Dynamically reallocating computing resources to handle bursty workloads is a common practice for web applications (e.g., e-commerce) in clouds. However, our empirical analysis on a standard n-tier benchmark application (RUBBoS) shows that simply scaling an n-tier application by reallocating hardware resources without fast adapting soft resources (e.g., server threads, connections) may lead to large response time fluctuations. This is because soft resources control the workload concurrency of component servers in the system: adding or removing hardware resources such as Virtual Machines (VMs) can implicitly change the workload concurrency of dependent servers, causing either under- or over-utilization of the critical hardware resource in the system. To quickly identify the optimal soft resource allocation of each server in the system and stabilize response time fluctuation, we propose a novel Scatter-Concurrency-Throughput (SCT) model based on the monitoring of each server’s real-time concurrency and throughput.
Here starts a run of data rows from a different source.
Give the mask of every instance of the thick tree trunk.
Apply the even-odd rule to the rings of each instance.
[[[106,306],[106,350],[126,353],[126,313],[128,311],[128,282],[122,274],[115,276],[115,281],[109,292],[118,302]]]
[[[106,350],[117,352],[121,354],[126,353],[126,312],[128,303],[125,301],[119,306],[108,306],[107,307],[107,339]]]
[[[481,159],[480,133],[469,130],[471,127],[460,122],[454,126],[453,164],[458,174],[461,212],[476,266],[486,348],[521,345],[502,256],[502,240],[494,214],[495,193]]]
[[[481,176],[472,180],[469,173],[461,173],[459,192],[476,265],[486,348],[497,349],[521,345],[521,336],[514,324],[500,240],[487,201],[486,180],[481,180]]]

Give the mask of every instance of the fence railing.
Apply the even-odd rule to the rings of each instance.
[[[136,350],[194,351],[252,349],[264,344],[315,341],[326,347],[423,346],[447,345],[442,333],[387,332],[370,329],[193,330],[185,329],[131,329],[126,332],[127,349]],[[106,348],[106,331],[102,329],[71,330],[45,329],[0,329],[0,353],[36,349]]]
We then implement a Concurrency-aware system Scaling (ConScale) framework which integrates the SCT model to fast adapt the soft resource allocations of key servers during the system scaling process. Our experiments using six realistic bursty workload traces show that ConScale can effectively mitigate the response time fluctuations of the target web application compared to the state-of-the-art cloud scaling strategies such as EC2-AutoScaling.
通过云中的快速并发适应减轻大的响应时间波动
动态重新分配计算资源来处理突发工作负载是云中的web应用程序(例如电子商务)的常见做法。然而,我们对标准n层基准应用程序(RUBBoS)的实证分析表明,仅仅通过重新分配硬件资源来扩展n层应用程序,而不快速适应软资源(例如,服务器线程,连接)可能会导致响应时间波动很大。这是因为软资源控制着系统中组件服务器的工作负载并发性:添加或删除硬件资源(如虚拟机)可以隐式地改变依赖服务器的工作负载并发性,从而导致系统中关键硬件资源的使用不足或过度。为了快速识别系统中各服务器的最佳软资源分配和稳定响应时间波动,我们提出了一种基于监控各服务器实时并发和吞吐量的SCT (Scatter-Concurrency-Throughput)模型。然后,我们实现了一个并发感知系统扩展(ConScale)框架,该框架集成了SCT模型,以便在系统扩展过程中快速适应关键服务器的软资源分配。我们使用六个实际突发工作负载跟踪的实验表明,与最先进的云扩展策略(如EC2-AutoScaling)相比,ConScale可以有效地减轻目标web应用程序的响应时间波动。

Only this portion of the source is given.